Senin, 17 November 2014

Parthenon

                                                                Parthenon

Trias Kuncahyono  ;   Penulis kolom “Kredensial” Kompas Minggu
KOMPAS,  16 November 2014

                                                                                                                       


Bulan April 2011, suatu siang. Kami duduk berdua dengan Andri Hardi di atas sebongkah besar reruntuhan bangunan kuno di atas puncak bukit Acropolis, Athena, Yunani. Waktu itu, Andri Hardi—yang sekarang Dubes RI di Singapura—menjabat sebagai Direktur Informasi dan Diplomasi Publik Kementerian Luar Negeri RI. Ia memimpin delegasi dialog antarpenganut agama (interfaith) Indonesia-Yunani.

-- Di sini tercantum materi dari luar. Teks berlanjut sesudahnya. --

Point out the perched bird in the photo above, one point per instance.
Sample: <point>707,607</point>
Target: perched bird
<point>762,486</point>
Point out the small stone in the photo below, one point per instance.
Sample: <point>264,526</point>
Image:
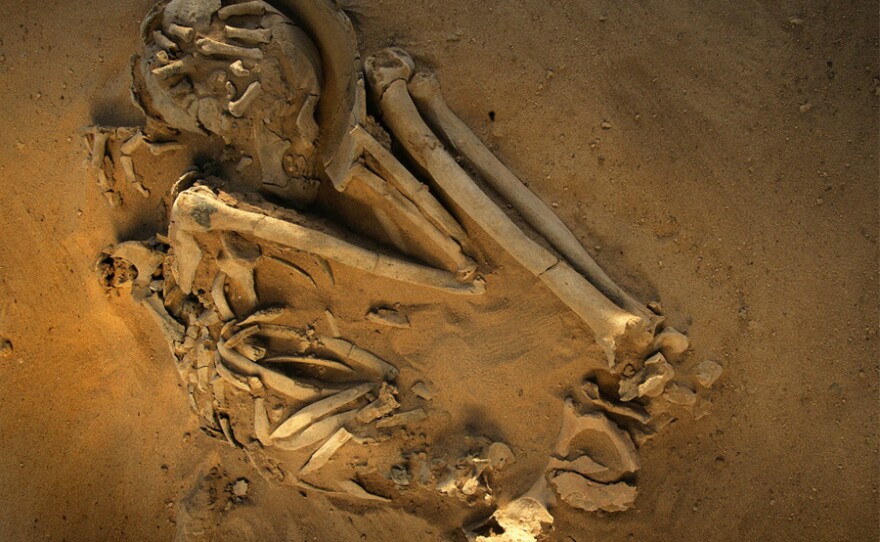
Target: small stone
<point>678,394</point>
<point>5,348</point>
<point>707,372</point>
<point>240,487</point>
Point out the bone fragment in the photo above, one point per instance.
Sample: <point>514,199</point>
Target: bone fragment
<point>316,432</point>
<point>238,260</point>
<point>591,390</point>
<point>308,360</point>
<point>388,317</point>
<point>356,490</point>
<point>237,68</point>
<point>357,357</point>
<point>199,210</point>
<point>260,35</point>
<point>163,41</point>
<point>183,33</point>
<point>212,47</point>
<point>239,107</point>
<point>584,494</point>
<point>326,451</point>
<point>263,316</point>
<point>649,381</point>
<point>244,8</point>
<point>426,93</point>
<point>522,520</point>
<point>385,404</point>
<point>610,324</point>
<point>574,424</point>
<point>317,410</point>
<point>404,418</point>
<point>390,169</point>
<point>585,466</point>
<point>274,380</point>
<point>707,372</point>
<point>261,422</point>
<point>226,375</point>
<point>218,295</point>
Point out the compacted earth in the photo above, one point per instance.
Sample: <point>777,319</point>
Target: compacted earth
<point>719,158</point>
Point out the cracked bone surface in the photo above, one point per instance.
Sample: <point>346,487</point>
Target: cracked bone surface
<point>388,72</point>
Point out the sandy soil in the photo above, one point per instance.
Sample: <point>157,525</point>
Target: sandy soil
<point>737,184</point>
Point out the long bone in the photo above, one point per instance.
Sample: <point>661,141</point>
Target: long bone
<point>426,93</point>
<point>464,267</point>
<point>199,210</point>
<point>388,72</point>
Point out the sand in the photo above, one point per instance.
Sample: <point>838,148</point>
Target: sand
<point>719,158</point>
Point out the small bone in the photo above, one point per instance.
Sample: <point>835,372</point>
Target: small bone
<point>671,342</point>
<point>388,317</point>
<point>574,424</point>
<point>218,295</point>
<point>239,107</point>
<point>649,381</point>
<point>357,357</point>
<point>385,404</point>
<point>317,410</point>
<point>237,68</point>
<point>404,418</point>
<point>172,69</point>
<point>591,390</point>
<point>227,375</point>
<point>132,144</point>
<point>261,422</point>
<point>99,148</point>
<point>334,325</point>
<point>610,324</point>
<point>707,372</point>
<point>183,33</point>
<point>199,210</point>
<point>425,90</point>
<point>244,8</point>
<point>162,41</point>
<point>317,362</point>
<point>356,490</point>
<point>211,47</point>
<point>316,432</point>
<point>584,494</point>
<point>325,452</point>
<point>260,35</point>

Dari puncak bukit Acropolis, Athena terlihat begitu indah. Athena, ibu kota Yunani itu, memang indah. Nama ibu kota Yunani itu diambil dari nama seorang dewi yang cantik jelita, menurut mitologi Yunani. Athena adalah dewi kebijaksanaan, keteguhan hati, inspirasi, peradaban, hukum dan keadilan, kesejahteraan, matematika, kekuatan strategi, serta seni.

Lihatlah di bawah sana, rumah-rumah putih berdempetan seperti kubus-kubus yang ditata rapi mengepung Acropolis yang berdiri kokoh. Ada bagian yang berlatar laut, yang biru airnya begitu kuat. Ada yang berlatar pegunungan—Parnitha, Imittos, dan Egaleo—yang mengelilingi Athena. Nyaris tak ada kehijauan pohon, yang terlihat hanya bangunan dan bangunan dari dataran rendah hingga merayap di kaki bukit.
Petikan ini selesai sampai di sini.